Suppose the characteristic is indeed 0. Then the *additive* subgroup generated by $1_F$, which is:
$\{\dots,-1_F+(-1_F)+(-1_F),\ -1_F+(-1_F),\ -1_F,\ 0_F,\ 1_F,\ 1_F+1_F,\ 1_F+1_F+1_F,\dots\}$
is an infinite cyclic group isomorphic to $\Bbb Z$, which the explicit isomorphism being:
$n \cdot 1_F \mapsto n$ (here, $n \cdot 1_F$ is equal to:
$1_F + 1_F + \cdots + 1_F$ ($n$ summands), if $n > 0$
$0_F$, if $n = 0$
$-1_F + (-1_F) + \cdots + (-1_F)$ ($-n$ summands) if $n < 0$).
Since we thus have an integral domain contained in $F$ (isomorphic to $\Bbb Z$), we can form its field of quotients, which is the *smallest* field containing this integral domain (in the sense that if $K$ is a field containing our isomorph of $\Bbb Z$, there is an injective ring-homomorphism from the field of quotients into $K$).
The image of this ring-homomorphism is then isomorphic to $Q(\Bbb Z) = \Bbb Q$, and since $F$ is such a field containing our isomorph of the integers, it thus has a subfield which is an isomorph of the rationals.
All of this is a rather long-winded way of saying, if $F$ has characteristic 0, then the smallest field we can build up starting with $1_F$ "acts just like the rational numbers":
By closure (of addition) we see that we must have all sums of $1_F$'s, and since the additive group of a field is an abelian group, we must also have all additive inverses of such sums.
Since a field must have all multiplicative inverses of $n\cdot 1_F$ (for any $n\neq 0 \in \Bbb Z$), with closure of multiplication we see we must also have all elements of the form:
$(m\cdot 1_F)(n\cdot 1_F)^{-1}$, for $m \in \Bbb Z, n\neq 0 \in \Bbb Z$
Defining addition and multiplication of these kinds of elements in the usual way:
$(m\cdot 1_F)(n\cdot 1_F)^{-1} + (m'\cdot 1_F)(n'\cdot 1_F)^{-1} = ((mn' + m'n)\cdot 1_F)((nn'\cdot 1_F)^{-1}$
$(m\cdot 1_F)(n\cdot 1_F)^{-1} \cdot (m'\cdot 1_F)(n'\cdot 1_F)^{-1} = ((mm')\cdot 1_F)((nn'\cdot 1_F)^{-1}$
and noting that $(m\cdot 1_F)(n\cdot 1_F)^{-1} = (m'\cdot 1_F)(n'\cdot 1_F)^{-1}$, whenever $mn' = m'n$
and that also we can identify $n\cdot 1_F$ with $(n\cdot 1_F)(1\cdot 1_F)^{-1}$,
we can verify (although it is tedious) such elements indeed form a subfield of $F$ isomorphic to $\Bbb Q$, with the isomorphism being:
$(m\cdot 1_F)(n\cdot 1_F)^{-1} \mapsto \dfrac{m}{n}$.

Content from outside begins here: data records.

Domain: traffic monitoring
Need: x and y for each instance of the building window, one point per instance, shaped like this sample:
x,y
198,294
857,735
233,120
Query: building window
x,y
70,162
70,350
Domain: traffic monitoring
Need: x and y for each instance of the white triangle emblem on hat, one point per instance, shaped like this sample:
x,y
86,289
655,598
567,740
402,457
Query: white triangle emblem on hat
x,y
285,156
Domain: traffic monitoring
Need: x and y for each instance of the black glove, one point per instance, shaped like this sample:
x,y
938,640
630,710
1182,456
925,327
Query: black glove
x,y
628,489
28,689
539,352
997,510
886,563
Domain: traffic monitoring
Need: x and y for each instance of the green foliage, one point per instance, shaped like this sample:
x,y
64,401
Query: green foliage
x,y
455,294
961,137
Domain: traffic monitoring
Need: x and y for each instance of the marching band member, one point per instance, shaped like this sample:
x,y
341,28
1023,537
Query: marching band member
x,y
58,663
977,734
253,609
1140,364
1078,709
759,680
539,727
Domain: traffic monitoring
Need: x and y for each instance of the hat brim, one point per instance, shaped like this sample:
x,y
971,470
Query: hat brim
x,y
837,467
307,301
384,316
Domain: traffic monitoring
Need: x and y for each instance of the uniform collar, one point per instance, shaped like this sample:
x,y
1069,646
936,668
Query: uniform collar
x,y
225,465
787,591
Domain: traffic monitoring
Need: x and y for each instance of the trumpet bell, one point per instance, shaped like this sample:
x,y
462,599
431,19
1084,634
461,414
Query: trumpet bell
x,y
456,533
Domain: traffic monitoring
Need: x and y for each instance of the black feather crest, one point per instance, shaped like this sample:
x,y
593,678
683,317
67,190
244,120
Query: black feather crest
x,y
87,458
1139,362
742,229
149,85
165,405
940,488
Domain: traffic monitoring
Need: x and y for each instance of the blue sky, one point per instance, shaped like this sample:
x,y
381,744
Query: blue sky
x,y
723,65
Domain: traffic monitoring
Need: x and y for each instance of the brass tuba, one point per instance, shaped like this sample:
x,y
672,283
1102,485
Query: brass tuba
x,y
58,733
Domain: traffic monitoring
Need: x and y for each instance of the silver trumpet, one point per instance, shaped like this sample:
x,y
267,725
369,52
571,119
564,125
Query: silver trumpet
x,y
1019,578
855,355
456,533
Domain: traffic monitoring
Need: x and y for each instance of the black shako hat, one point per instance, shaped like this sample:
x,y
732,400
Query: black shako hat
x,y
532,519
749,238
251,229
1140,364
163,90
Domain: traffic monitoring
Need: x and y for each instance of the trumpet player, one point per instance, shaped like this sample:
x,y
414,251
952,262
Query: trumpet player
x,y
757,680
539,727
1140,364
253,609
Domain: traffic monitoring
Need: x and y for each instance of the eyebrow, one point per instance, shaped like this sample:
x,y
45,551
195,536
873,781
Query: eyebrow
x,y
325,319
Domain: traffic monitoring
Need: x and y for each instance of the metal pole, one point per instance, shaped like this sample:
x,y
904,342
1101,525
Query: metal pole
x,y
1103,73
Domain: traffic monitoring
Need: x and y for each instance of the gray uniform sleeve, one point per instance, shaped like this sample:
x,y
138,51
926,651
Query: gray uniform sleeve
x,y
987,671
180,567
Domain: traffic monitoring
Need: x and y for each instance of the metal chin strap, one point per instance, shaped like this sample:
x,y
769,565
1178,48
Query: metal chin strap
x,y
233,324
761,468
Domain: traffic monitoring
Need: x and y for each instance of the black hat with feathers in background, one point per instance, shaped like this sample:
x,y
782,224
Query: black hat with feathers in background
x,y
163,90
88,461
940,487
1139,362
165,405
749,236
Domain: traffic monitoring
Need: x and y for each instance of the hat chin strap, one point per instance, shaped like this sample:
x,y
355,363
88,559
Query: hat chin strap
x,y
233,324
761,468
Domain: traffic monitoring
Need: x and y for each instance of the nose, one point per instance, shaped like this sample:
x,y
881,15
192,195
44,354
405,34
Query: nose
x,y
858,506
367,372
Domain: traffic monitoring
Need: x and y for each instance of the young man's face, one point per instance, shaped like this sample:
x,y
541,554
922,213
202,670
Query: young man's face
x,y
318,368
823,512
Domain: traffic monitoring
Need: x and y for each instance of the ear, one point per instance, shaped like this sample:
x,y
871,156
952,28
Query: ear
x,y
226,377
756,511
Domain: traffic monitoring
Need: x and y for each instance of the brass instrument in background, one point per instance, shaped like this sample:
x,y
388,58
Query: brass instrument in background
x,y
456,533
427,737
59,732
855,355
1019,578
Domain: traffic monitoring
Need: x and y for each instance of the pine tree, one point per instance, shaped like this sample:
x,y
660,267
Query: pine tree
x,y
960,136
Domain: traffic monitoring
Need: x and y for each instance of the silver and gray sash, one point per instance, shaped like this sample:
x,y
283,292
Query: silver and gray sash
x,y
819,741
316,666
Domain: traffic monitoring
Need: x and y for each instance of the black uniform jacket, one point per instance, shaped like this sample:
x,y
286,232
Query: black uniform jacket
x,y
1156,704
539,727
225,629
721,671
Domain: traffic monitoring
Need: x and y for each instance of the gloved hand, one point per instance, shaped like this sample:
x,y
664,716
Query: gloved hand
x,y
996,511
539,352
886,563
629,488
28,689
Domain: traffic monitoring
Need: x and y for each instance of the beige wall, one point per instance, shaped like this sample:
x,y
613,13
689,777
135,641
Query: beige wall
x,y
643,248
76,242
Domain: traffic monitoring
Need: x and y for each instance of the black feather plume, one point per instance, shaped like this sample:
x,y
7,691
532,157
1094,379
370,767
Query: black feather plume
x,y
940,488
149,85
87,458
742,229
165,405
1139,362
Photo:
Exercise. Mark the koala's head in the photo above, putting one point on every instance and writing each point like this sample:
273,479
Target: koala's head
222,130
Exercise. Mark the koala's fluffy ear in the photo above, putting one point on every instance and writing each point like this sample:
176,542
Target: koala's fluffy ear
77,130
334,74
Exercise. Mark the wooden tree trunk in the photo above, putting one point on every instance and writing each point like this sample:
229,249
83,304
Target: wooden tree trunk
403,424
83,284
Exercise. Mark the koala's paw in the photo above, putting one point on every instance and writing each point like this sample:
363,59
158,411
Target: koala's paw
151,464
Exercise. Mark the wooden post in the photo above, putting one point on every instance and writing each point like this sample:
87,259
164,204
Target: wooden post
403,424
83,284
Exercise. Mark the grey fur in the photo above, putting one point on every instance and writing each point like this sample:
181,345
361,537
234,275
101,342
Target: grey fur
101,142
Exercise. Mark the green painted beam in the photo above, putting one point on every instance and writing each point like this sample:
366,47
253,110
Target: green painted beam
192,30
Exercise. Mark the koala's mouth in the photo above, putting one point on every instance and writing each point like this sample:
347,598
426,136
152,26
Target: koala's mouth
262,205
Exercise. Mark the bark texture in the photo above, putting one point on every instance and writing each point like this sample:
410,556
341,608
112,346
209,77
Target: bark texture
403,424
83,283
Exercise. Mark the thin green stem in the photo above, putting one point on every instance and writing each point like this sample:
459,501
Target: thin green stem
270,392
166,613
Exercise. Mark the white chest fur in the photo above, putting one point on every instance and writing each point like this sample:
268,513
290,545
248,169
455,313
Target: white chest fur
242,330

With a field of characteristic $p$, it is a slightly different story-in this case, the additive subgroup generated by $1_F$ is cyclic of prime order (hence the name "prime subfield"), and thus isomorphic to $\Bbb Z_p$, the field axioms then force us to conclude the multiplication of $F$ restricted to $\langle 1_F\rangle$ acts "just like multiplication modulo $p$".